Her letter was ignored.

Because only the religious sensibilities of Christians matter in Missouri, of course.

Comments

  1. says

    It’s nice to have someone illustrating how “religious freedom” laws fly in the face of “religious preference” which is what the laws’ promoters think they are getting.

  2. coragyps says

    Texas is way ahead of you, jk. We already passed a law like that for some miscarriages -- I just think it’s on hold awaiting some legal protest from some rational person. Ya jus’ never know about them sneeky satanic abortionists disguising there neefarrious work as miscarriages…..

  3. Dunc says

    Women just scored a major legislative victory, with an assist of sorts from the Prince of Darkness.

    Ozzy Osborne?

  4. Owlmirror says

    Its followers are not Satanists, worshipping at the altar of Beelzebub, but those who “see the biblical Satan as a metaphor for rebellion against tyranny,”

    Eh.
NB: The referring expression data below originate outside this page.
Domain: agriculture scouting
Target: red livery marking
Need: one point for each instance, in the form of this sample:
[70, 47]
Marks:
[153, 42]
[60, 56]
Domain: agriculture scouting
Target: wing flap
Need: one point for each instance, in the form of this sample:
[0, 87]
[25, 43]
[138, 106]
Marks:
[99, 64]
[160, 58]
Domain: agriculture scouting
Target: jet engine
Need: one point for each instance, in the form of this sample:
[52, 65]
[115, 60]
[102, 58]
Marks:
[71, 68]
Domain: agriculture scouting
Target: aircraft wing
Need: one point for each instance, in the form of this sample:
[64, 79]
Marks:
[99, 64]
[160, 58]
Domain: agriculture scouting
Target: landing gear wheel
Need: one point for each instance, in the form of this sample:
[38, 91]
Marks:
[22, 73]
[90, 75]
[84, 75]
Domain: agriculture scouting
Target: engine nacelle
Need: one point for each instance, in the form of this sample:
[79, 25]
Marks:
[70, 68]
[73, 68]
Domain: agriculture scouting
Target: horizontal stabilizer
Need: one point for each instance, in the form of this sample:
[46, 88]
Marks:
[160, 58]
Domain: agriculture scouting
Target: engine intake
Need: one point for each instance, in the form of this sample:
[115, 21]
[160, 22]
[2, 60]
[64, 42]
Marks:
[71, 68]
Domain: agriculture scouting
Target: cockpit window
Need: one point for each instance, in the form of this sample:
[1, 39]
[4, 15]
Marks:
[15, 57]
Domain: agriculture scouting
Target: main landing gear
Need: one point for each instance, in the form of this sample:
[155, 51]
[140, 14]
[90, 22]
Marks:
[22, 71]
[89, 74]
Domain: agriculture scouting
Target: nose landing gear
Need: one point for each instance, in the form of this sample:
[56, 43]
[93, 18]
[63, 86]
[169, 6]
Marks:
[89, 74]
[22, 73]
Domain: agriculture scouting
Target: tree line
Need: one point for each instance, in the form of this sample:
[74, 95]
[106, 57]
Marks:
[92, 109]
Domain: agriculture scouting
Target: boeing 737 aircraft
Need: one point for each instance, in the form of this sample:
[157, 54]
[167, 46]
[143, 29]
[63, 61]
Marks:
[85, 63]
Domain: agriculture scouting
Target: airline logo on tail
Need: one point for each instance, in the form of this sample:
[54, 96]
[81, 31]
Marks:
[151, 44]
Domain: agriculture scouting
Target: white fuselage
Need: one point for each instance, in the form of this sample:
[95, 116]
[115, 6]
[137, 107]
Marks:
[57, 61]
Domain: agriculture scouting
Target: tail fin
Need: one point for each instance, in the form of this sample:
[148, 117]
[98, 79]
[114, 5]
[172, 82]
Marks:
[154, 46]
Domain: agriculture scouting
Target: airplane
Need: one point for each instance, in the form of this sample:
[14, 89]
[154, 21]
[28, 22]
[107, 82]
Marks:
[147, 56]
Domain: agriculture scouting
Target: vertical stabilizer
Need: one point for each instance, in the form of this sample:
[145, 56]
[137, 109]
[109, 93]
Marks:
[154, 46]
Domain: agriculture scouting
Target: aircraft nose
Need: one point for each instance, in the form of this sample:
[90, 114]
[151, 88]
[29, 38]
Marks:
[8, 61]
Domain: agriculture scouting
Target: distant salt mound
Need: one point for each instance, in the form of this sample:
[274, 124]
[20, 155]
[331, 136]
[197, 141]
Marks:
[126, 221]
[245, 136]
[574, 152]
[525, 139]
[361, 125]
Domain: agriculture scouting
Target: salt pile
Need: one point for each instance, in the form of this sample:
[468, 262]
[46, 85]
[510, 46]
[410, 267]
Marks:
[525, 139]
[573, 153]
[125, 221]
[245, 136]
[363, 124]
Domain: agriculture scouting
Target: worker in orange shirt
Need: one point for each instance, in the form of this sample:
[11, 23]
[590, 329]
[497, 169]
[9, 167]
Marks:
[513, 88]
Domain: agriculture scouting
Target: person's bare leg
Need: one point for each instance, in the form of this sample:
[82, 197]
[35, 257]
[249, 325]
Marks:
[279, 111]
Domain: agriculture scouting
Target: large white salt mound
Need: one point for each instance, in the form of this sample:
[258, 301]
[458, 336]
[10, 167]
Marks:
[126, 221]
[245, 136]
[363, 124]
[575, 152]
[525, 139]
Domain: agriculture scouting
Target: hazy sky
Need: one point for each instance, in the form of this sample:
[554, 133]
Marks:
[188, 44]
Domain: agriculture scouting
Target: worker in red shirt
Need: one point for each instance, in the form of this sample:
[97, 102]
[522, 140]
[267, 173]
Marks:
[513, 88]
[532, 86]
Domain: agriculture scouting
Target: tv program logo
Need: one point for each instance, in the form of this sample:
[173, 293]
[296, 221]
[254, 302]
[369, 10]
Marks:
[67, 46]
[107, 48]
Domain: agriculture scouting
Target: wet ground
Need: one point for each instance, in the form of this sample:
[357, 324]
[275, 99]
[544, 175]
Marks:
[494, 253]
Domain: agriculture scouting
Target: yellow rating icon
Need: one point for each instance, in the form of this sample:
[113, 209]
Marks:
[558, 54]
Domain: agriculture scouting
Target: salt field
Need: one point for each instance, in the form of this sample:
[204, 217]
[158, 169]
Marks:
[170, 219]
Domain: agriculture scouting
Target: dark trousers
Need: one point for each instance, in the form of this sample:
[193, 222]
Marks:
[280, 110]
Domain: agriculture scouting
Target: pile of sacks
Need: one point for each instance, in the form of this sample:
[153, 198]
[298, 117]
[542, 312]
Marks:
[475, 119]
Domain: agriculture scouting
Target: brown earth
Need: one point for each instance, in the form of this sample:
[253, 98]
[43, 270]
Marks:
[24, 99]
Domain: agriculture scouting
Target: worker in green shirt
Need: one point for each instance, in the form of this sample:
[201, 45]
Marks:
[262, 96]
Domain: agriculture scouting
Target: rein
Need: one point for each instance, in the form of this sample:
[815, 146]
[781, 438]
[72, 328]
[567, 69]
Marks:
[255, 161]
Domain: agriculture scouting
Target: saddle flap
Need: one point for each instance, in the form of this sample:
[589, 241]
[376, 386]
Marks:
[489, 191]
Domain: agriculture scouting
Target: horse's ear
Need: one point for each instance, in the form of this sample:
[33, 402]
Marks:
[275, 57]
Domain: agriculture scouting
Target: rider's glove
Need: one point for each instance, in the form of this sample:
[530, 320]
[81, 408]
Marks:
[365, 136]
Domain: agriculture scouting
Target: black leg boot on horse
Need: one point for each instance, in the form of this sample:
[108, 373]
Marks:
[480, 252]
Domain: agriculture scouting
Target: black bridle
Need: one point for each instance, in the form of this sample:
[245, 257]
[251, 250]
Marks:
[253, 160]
They’re basically trolling Christians (not that that’s necessarily a bad thing).

    The biblical Satan in Job doesn’t rebel against tyranny; he serves it and panders to it.

    Later exegesis identified Satan with the snake in the garden of Eden, and as rebelling against God in apocrypha such as the Book of Enoch, and this concept also made it into the Book of Revelation.

    Still, the idea of a religion having empiricism, egalitarianism, civil liberties, and human rights like personal autonomy all enshrined as doctrine is an interesting idea.

  5. Dunc says

    Owlmirror: I suspect that the modern conception of Satan owes far more to Milton than to anything in the Bible.